My favorite artists are Hieronymus Bosch, Salvador Dali, Pablo Picasso, Jan van Eyck, Robert crumb, Ingres. If you look carefully you will see their influence in my work. They have heavily informed my art through the years. I have actually seen Their work in person and have been changed by it. I can remember the time my wife and I took a trip to Paris to visit the Louvre museum and I was blown away the art of Jan Van Eyck. I stood in front of one of his oil paintings for an hour, mesmerized and touched by the sheer technical prowess. When I got home from the trip I decide I wanted to paint like him and dedicate my life to the love of color, sensuality and care.
What can you tell us about your spirituality of surfing and staying healthy?
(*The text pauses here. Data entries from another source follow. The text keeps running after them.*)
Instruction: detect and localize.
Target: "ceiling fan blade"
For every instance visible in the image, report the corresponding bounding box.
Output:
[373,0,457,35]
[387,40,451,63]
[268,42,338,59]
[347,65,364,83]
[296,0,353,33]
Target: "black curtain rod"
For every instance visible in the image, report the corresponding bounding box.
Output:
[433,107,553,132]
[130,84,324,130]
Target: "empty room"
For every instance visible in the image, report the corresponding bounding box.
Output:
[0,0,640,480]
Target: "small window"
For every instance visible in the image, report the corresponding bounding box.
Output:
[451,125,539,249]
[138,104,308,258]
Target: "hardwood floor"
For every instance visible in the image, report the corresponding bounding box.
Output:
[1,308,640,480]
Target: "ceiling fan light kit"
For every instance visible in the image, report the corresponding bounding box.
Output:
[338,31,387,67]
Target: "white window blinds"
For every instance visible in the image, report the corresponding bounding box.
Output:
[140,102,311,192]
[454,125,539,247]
I have been surfing on and off since I was a child. To me surfing is a way to connect spiritually with nature and the higher power. Surfing is so pure and freeing, it nourishes me every time I go for a session. This feeling can be very addicting and dangerous so I have to limit my time in the water or I can get consumed by it and not get work done. I grew up in Miami Beach. I lived very close to the beach and have hung out most of my life there. All of my art is inspired by the culture of abundance and excess I witness on a day to day living here. One of my favorite paintings I have created was inspired by an accident I had surfing. The piece is called Broken Mirror and I painted it while I was recovering from a broken nose. I put all the pain and beauty I felt for life at that moment in that painting. It now hangs in my home as a reminder and it is my prized possession. After that accident I stopped surfing for a few years but I couldn’t stay away for long. Now I can say that my love for surfing is back and is stronger than ever. Surfing has given me some of the most beautiful memories and frightening moments in my life, I learn from it constantly. When I was very young my sister Giuliana bought me my first surfboard, she was the reason I began surfing, I think she believed that surfing would keep me out of trouble and help me find an identity. She was right. When she died on of cancer a few years ago I promised her that I would surf for her. So nowadays I don’t just surf for pleasure but also to keep her memory alive.
JC Bravo
I work primarily with oil paints. It is important for me to achieve a jewel like preciousness in my paintings in order to convey care and importance. I want to give my paintings a monumental and sensual quality that I believe can only be achieved with oil. Also, oil painting gives my work an elegance that balances the sometimes grotesque and fantastical subject matter.